Pour contrer cette situation, le module Gen AI permet à l’équipe métier de faire sa demande en langage naturel. Et l’IA répond à la demande avec un graphique, une explication analytique, une préconisation et l’export qui va bien. Cela change totalement la donne. 

On désengorge ainsi les équipes data en les délestant des demandes qui sont vraiment rébarbatives à traiter. Et on apporte du confort et de la réceptivité à l’équipe marketing.

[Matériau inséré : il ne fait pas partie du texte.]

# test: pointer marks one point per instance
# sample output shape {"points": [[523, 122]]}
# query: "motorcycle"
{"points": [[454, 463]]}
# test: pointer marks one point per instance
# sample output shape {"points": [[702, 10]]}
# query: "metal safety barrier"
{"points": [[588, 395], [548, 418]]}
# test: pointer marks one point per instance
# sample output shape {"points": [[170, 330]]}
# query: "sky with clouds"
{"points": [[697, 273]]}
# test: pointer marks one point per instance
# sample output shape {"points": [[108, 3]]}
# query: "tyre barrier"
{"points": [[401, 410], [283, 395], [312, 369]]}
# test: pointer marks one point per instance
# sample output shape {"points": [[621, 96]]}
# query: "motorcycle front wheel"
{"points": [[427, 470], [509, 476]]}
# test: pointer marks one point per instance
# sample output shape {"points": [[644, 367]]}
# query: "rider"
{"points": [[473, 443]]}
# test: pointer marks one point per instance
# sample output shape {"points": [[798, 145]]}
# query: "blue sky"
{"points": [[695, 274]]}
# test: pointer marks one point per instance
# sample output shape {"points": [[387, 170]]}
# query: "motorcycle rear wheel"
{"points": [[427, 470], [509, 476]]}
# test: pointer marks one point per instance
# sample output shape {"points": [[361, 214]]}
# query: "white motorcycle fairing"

Je vois nombre de concurrents qui s’y essaient, mais cela dépasse rarement l’étape des slides à ce stade. Notre solution Gen AI est quant à elle pleinement opérationnelle.

Est-ce qu’il y a un grand défi actuellement à résoudre sur votre secteur ? 

É.V. : Le sujet qui occupe tous les esprits, c’est l’IA. Les gens en ont peur. Ils se demandent si l’IA va les manger tout cru et les remplacer. Alors qu’au contraire, l’IA va leur permettre de ne plus consacrer de temps aux travaux rébarbatifs et pénibles pour se concentrer sur ce qui a de la valeur. Un data analyst aujourd’hui est submergé par des requêtes toutes semblables à une petite nuance à chaque fois. L’IA sait très bien gérer cela, à condition d’être parfaitement entraînée pour le secteur concerné. ChatGPT a comme promesse qu’il sait tout faire, mais il n’est expert de rien. Notre métier aujourd’hui est d’entraîner l’IA avec notre expertise marketing et data.